Cllr Brookes-Hocking agreed with them that going up Blagdon and trying to get to the High Street via Church Street was "completely unsuitable" for vehicles over a certain weight but there was nothing to tell the drivers that.

"They may be following sat nav but we do need something to tell drivers not to go that way," she said.

Mr Tucker said there were two forms of sat nav, one that cost about £50 with 16 categories of road for car drivers, the other, costing about £1,000, with four categories for goods vehicles.

"If we could insist all lorries have a commercial sat nav, there would not be a problem but most use the car version," he said.

A sign warning of problems ahead could not be made up, it had to be in the "book of signs". Only the police could enforce whatever sign was put up.

Three of the people living near the Jockey Hill roundabout who were at the meeting were there because their homes had been hit by a lorry.

It costs the county council money each time the bollards are flattened by a lorry and once a street light was damaged and had to be replaced.

Mr Tucker added that the county council had looked at the Blagdon area to see if any improvement could be made for pedestrians.

Cllr Brookes-Hocking said there had been talk of doing something for Crediton to solve its main road problem with the expectation since the 1980s of a road "that would mean we would not be here when you (DCC) made the decision to have a link road but the expectation has still been there partly because everyone is aware of the HGVs and other problems we have."

One of the other two county council officers was its Senior Traffic Engineer, Mike Jones, who had explained he did not know Crediton and had picked up this meeting the previous day because someone had left.

He was told that other people had been creating the problems he had stepped into.

"Serious problems people had flagged up were pushed to one side because there was not the will for anything better for Crediton," he was told.

Cllr Brookes-Hocking added that although everyone knew the problems of lorries with sat nav and thatched cottages down narrow lanes, at Crediton the problems were made worse.

Mr Jones commented that, apart from having someone at Blagdon 24 hours a day saying lorries should not to go on, he was not sure what else might be done at present but something could probably be done and he would come out to see for himself.

He had been honest in saying that he was at a meeting about traffic and parking in a town he hardly knew and which he had only taken on the previous day.

He explained that the county council was losing staff, who were not being replaced and everything they knew went with them.

Mr Tucker added that their department was down to four people covering the whole of Devon.

Asked if cars would use the link road, Cllr Brookes-Hocking said no-one really knew how it would be used until it was open.

She said she would "quibble" with the county council statistics but all that could be said was that the county council's traffic modelling had said there would not be a significant increase of traffic up Jockey Hill, a slight increase up the High Street with an improvement for Exeter Road.

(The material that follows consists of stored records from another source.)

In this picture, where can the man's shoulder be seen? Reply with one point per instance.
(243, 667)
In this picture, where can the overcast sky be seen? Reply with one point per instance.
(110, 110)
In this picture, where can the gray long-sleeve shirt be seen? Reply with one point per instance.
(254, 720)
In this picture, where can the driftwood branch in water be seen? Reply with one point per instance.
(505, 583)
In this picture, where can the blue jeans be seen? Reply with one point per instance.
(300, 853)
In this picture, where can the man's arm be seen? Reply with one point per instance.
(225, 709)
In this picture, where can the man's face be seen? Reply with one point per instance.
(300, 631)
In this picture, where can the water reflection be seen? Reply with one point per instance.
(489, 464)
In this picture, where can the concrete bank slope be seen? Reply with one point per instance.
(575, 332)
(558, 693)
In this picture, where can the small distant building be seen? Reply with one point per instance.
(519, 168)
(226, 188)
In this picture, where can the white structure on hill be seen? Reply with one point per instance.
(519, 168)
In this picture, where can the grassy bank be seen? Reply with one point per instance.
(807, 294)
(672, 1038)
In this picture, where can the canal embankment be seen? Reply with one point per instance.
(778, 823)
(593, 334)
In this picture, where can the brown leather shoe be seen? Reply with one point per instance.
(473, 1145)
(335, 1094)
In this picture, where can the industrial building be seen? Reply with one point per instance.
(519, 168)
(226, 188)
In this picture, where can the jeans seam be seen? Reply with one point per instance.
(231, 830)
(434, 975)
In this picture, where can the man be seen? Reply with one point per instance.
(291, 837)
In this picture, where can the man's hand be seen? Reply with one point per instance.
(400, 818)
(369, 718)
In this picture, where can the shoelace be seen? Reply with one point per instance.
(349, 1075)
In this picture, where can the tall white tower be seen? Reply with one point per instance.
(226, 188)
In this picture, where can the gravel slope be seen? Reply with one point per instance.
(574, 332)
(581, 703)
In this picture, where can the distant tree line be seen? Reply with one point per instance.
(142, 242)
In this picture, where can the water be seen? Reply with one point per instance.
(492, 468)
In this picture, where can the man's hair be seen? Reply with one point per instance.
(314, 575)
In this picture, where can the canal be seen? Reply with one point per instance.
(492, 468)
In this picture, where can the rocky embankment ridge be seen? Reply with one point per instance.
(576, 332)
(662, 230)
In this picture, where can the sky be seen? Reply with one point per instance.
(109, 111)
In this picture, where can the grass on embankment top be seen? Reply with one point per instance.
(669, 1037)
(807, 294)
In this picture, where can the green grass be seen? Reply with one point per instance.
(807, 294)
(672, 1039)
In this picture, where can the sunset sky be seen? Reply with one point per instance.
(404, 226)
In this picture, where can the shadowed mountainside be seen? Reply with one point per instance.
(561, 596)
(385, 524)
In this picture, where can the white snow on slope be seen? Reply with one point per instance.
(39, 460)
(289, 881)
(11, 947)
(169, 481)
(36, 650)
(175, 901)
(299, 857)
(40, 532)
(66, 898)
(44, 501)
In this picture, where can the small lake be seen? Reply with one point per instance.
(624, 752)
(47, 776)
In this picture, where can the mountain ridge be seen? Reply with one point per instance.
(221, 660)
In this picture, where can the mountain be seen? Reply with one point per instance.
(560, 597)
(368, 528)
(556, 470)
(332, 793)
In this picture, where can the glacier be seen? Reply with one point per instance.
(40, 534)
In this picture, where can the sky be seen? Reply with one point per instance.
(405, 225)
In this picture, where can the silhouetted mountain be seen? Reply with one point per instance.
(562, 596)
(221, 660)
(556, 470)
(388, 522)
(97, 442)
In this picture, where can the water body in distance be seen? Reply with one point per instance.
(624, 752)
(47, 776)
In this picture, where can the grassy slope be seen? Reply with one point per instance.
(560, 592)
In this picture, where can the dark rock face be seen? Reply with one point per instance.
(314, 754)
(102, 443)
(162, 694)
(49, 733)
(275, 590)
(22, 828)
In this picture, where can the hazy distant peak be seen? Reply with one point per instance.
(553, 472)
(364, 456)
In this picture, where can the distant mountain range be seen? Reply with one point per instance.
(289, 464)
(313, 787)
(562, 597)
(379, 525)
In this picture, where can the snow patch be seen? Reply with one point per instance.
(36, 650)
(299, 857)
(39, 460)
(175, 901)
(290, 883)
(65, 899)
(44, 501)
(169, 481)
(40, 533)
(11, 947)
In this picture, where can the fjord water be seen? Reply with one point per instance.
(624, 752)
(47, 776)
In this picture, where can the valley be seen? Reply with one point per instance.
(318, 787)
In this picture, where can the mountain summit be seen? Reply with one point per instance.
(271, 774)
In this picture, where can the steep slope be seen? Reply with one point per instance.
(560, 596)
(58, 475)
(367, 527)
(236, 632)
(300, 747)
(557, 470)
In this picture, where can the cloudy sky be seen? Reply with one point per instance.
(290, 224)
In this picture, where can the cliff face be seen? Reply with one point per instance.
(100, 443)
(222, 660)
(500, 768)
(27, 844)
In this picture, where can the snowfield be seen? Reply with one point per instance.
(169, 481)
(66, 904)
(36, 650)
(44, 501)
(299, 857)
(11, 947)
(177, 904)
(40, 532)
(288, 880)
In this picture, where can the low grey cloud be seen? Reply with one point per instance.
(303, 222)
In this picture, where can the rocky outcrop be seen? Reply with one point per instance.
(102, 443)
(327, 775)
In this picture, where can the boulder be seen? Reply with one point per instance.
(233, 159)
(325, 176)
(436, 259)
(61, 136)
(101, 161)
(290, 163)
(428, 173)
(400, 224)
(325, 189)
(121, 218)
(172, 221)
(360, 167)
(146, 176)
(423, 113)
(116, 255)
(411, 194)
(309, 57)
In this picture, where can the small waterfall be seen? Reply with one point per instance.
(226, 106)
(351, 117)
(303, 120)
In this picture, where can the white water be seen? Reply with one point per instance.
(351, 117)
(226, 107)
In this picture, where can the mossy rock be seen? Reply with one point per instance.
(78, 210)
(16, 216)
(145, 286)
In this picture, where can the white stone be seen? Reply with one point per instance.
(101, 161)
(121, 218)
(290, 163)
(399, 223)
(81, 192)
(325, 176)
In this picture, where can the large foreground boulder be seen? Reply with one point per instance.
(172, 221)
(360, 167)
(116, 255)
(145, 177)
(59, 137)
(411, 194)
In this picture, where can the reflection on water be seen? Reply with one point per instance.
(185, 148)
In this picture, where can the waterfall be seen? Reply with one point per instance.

Asked what good the link road would do, Cllr Brookes-Hocking said if nothing was done the increase of traffic would increase problems on Exeter Road. The link road was about Exeter Road and nothing else.

On the problems of cars parking in the mornings on the part-time loading bays in the town, it was said it was Government policy and not county council policy that was wrong in not allowing anything to be written on the road for these bays.